Re: [PATCH 3/5] [RFC] xfs: use percpu counters for CIL context counters

Dave Chinner <david@xxxxxxxxxxxxx> · Thu, 14 May 2020 07:52:41 +1000

On Wed, May 13, 2020 at 08:09:59AM -0400, Brian Foster wrote:
> On Wed, May 13, 2020 at 09:36:27AM +1000, Dave Chinner wrote:
> > On Tue, May 12, 2020 at 10:05:44AM -0400, Brian Foster wrote:
> > > Particularly as it relates to percpu functionality. Does
> > > the window scale with cpu count, for example? It might not matter either
> > 
> > Not really. We need a thundering herd to cause issues, and this
> > occurs after formatting an item so we won't get a huge thundering
> > herd even when lots of threads block on the xc_ctx_lock waiting for
> > a push to complete.
> > 
> 
> It would be nice to have some debug code somewhere that somehow or
> another asserts or warns if the CIL reservation exceeds some
> insane/unexpected heuristic based on the current size of the context. I
> don't know what that code or heuristic looks like (i.e. multiple factors
> of the ctx size?) so I'm obviously handwaving. Just something to think
> about if we can come up with a way to accomplish that opportunistically.

I don't think there is a reliable mechanism that can be used here.
At one end of the scale we have the valid case of a synchronous
inode modification on a log with a 256k stripe unit.
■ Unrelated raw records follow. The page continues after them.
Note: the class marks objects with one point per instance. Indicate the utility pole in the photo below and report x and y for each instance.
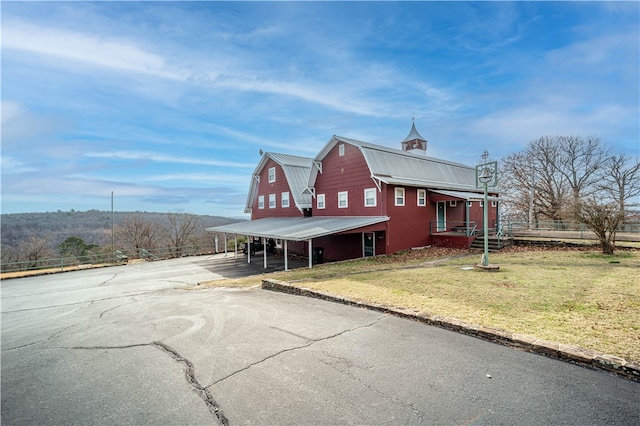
(113, 251)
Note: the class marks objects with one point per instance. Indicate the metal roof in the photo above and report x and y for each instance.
(298, 228)
(296, 170)
(393, 166)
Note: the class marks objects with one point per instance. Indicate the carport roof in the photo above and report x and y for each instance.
(469, 196)
(298, 228)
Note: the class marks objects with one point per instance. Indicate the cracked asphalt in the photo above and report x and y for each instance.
(136, 345)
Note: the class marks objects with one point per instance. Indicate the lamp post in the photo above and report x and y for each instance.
(486, 175)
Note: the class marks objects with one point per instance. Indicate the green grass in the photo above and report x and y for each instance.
(581, 298)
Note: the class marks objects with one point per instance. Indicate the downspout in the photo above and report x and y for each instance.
(264, 250)
(286, 259)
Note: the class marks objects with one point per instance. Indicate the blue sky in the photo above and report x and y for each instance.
(167, 104)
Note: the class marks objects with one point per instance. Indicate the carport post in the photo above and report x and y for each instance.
(264, 250)
(286, 260)
(235, 243)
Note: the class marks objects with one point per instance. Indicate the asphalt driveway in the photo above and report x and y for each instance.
(136, 345)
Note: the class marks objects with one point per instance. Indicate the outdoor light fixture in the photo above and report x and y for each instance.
(486, 175)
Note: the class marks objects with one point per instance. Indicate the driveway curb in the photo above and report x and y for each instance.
(573, 354)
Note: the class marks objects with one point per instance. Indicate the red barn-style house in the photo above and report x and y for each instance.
(357, 199)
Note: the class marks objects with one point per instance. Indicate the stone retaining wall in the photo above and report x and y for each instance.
(574, 354)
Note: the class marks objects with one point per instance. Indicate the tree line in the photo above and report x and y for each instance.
(571, 178)
(30, 237)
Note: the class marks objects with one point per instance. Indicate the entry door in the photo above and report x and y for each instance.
(441, 207)
(369, 243)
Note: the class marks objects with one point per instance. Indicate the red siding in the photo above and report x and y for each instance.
(345, 173)
(408, 224)
(278, 187)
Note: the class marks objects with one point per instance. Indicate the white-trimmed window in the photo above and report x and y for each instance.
(343, 199)
(370, 199)
(422, 197)
(399, 196)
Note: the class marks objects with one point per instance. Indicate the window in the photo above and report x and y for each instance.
(343, 199)
(422, 197)
(370, 197)
(399, 196)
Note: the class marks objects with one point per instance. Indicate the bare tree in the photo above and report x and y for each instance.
(603, 218)
(580, 160)
(533, 182)
(552, 175)
(137, 233)
(182, 230)
(621, 180)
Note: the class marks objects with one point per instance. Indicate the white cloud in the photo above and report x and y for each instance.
(11, 165)
(164, 158)
(86, 48)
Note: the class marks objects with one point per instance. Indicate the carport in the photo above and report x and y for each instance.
(293, 229)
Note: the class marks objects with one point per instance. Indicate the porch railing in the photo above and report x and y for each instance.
(464, 229)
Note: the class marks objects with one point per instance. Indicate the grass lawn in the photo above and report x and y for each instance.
(575, 297)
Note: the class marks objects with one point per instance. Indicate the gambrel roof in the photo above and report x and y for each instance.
(296, 170)
(396, 167)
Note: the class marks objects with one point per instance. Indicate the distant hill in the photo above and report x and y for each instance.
(93, 226)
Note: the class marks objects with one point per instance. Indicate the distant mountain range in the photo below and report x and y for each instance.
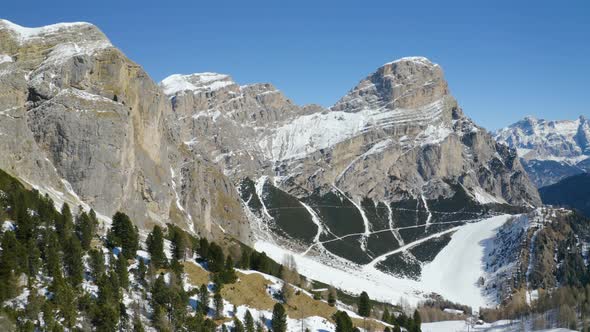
(550, 150)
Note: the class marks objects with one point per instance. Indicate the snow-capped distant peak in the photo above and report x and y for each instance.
(415, 59)
(24, 33)
(197, 82)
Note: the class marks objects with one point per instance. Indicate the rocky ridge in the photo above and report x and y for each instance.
(550, 150)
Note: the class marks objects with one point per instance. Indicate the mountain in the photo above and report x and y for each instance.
(377, 185)
(550, 150)
(82, 122)
(572, 192)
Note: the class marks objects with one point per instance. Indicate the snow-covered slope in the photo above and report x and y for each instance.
(453, 273)
(551, 150)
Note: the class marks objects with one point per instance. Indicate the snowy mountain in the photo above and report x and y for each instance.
(377, 187)
(550, 150)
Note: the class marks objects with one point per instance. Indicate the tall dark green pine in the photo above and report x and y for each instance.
(279, 318)
(155, 244)
(8, 266)
(73, 261)
(238, 326)
(97, 263)
(218, 302)
(343, 322)
(249, 321)
(64, 224)
(417, 321)
(85, 229)
(123, 233)
(203, 299)
(364, 305)
(122, 272)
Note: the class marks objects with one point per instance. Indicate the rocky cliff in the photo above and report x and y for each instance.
(393, 162)
(550, 150)
(85, 124)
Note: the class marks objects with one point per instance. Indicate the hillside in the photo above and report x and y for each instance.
(549, 150)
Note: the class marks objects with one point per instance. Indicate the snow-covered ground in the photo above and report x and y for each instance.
(453, 273)
(499, 326)
(456, 269)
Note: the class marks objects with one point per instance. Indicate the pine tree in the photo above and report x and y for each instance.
(386, 316)
(137, 324)
(417, 321)
(249, 321)
(331, 296)
(238, 326)
(364, 305)
(123, 233)
(155, 244)
(140, 272)
(218, 302)
(64, 224)
(204, 299)
(97, 263)
(85, 229)
(279, 318)
(343, 322)
(122, 272)
(8, 266)
(73, 261)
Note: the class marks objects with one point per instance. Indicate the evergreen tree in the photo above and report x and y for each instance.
(137, 324)
(204, 299)
(364, 305)
(155, 244)
(96, 263)
(385, 317)
(140, 272)
(85, 229)
(215, 259)
(343, 322)
(249, 321)
(64, 224)
(8, 266)
(279, 318)
(238, 326)
(73, 261)
(218, 302)
(122, 272)
(124, 234)
(331, 296)
(417, 321)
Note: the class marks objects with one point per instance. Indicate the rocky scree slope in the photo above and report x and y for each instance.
(550, 150)
(82, 122)
(394, 161)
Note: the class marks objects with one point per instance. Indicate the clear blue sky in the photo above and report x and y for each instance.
(503, 60)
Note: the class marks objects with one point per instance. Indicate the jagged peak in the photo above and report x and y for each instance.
(413, 59)
(26, 34)
(409, 82)
(196, 82)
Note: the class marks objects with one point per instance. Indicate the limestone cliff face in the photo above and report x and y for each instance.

So it's valid
to have a CIL reservation of ~550kB for a single item that consumes
~700 bytes of log space.

OTOH, we might be freeing extents on a massively fragmented file and
filesystem, so we're pushing 200kB+ transactions into the CIL for
every rolling transaction. On a filesystem with a 512 byte log
sector size and no LSU, the CIL reservations are dwarfed by the
actual metadata being logged...

I'd suggest that looking at the ungrant trace for the CIL ticket
once it has committed will tell us exactly how much the reservation
was over-estimated, as the unused portion of the reservation will be
returned to the reserve grant head at this point in time.

> > > way because we expect any given transaction to accommodate the ctx res,
> > > but it would be good to understand the behavior here so we can think
> > > about potential side effects, if any.
> > 
> > I haven't been able to come up with any adverse side effects except
> > for "performance might drop a bit if we reserve too much and push
> > early", but that is tempered by the fact that performance goes up
> > much more than we might lose by getting rid of the xc_cil_lock
> > bottleneck.
> > 
> 
> FWIW, a more extreme test vector could be to steal the remainder of the
> transaction reservation for the CIL ticket and see how that affects
> things. That's probably more suited for a local test than something to
> live in the upstream code, though.

It will only affect performance. Worst case is that it degrades the
CIL to behave like the original logging code that wrote direct to
iclogs. i.e. it defeats the in memory aggregation of delayed logging
and effectively writes directly to the iclogs.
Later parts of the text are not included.